火天の城 ★★★☆

火天の城
2009 ヴィスタサイズ 139分
ユナイテッドシネマ大津(SC3)
原作■山本謙一 脚本■横田与志
撮影監督■浜田毅 撮影■朝倉義人 照明■安藤清人
美術監督西岡善信 美術■吉田孝 音楽■岩代太郎
VFX制作■白組 VFXスーパーバイザー■田口健太郎
監督■田中光敏

東映京都撮影所が久しぶりに時代劇映画の本領を発揮した、堂々たる大作映画。製作費は15億円といわれており、「茶々 天涯の貴妃」と比べても制作規模の大きさとVFXによるスケール感は上回っている。しかし、この映画の魅力の本質はそうした商業映画としてのパッケージの構えではなく、演出や映像制作の狙いの”地味さ”加減にある。例えばそのことは、信長(椎名桔平)の登場する屋敷内の場面の異様に暗い照明設計に端的に表れている。

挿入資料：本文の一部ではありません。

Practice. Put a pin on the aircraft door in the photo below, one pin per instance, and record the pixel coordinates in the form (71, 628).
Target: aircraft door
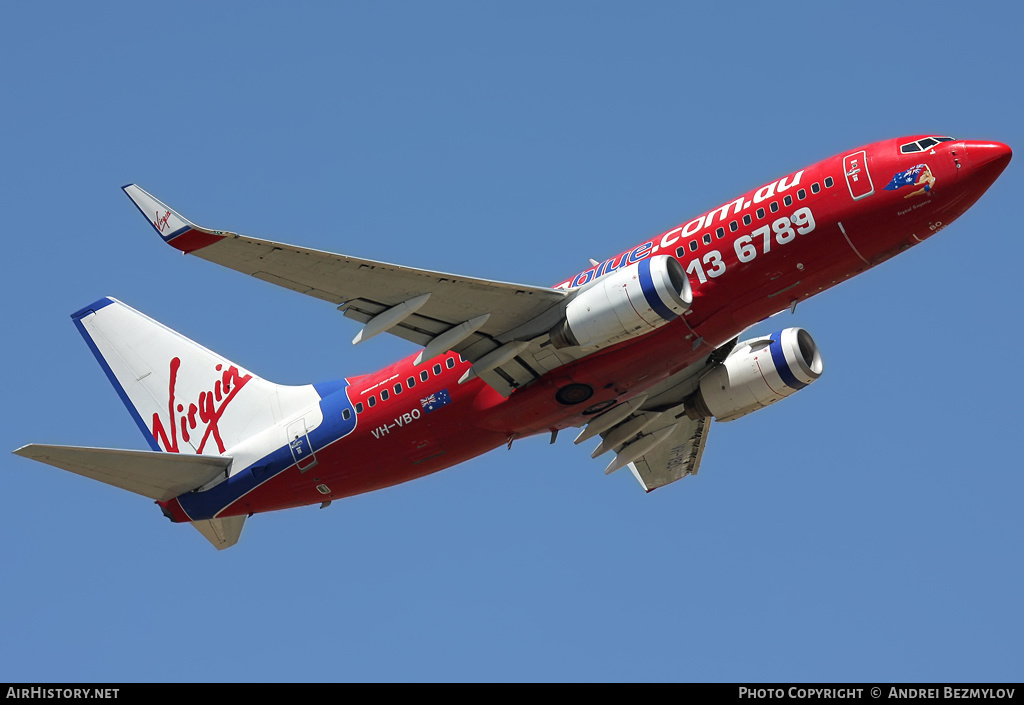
(858, 179)
(298, 444)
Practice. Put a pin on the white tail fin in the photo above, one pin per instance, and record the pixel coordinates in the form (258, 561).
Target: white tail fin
(184, 398)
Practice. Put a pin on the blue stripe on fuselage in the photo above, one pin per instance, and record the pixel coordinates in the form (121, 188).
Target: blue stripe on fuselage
(334, 400)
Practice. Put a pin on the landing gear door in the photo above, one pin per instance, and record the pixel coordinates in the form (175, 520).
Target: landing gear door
(298, 444)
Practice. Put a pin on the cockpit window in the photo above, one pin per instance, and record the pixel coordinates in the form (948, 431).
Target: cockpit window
(923, 144)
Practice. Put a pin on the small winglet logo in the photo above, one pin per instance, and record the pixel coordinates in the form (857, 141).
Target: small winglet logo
(161, 221)
(209, 408)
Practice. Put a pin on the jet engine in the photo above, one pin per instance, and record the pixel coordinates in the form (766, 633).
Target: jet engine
(630, 301)
(757, 373)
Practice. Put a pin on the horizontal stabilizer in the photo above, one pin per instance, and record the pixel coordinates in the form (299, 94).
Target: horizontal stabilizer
(151, 473)
(222, 533)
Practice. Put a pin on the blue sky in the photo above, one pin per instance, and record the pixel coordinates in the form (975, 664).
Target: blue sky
(867, 529)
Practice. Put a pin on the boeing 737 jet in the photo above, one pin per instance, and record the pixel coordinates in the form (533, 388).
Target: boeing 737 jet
(640, 350)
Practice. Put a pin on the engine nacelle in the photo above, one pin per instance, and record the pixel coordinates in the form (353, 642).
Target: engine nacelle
(630, 301)
(757, 373)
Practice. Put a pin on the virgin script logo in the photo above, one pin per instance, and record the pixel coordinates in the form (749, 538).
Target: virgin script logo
(161, 222)
(202, 415)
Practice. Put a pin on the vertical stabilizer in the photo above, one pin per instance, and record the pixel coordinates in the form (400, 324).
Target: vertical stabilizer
(184, 398)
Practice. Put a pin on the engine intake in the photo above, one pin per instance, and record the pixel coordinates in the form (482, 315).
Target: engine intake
(629, 302)
(757, 373)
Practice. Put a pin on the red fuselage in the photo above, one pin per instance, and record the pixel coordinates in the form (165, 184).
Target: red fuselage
(747, 259)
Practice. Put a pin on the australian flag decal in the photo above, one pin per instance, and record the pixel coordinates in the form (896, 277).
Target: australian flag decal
(435, 401)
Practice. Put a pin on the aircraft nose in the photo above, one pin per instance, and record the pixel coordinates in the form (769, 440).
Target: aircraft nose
(988, 156)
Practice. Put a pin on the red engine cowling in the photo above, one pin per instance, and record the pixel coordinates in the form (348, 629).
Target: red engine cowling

■それはリアルな照明効果の追及であり、おそらくは山田洋次時代劇で示した大映京都系、松竹系の撮影、照明スタッフの示した映像的な完成度に挑戦しようとするものであったはずで、実際、東映京都的で、大映京都的でもない、薄暗さの中に戦国の武士たちの姿をぼんやりと浮かび上がらせようとする意欲的な映像表現となっている。キャメラマンとしては大ベテランで、古くは「マークスの山」や近年では「椿三十郎」「おくりびと」といった作品で流麗かつ重厚な画作りを示してきた浜田毅の新境地といえる荘重なタッチは、劇場の大スクリーンでしか真価を蝕知することはできないだろう。美術は重鎮西岡善信が担当しており、セット撮影は異様なほど重厚だ。(撮影は東映京都撮影所で木曜ミステリー枠のビデオドラマを多く撮っている朝倉義人が担当)浜田毅は今年度の最優秀撮影賞候補だ。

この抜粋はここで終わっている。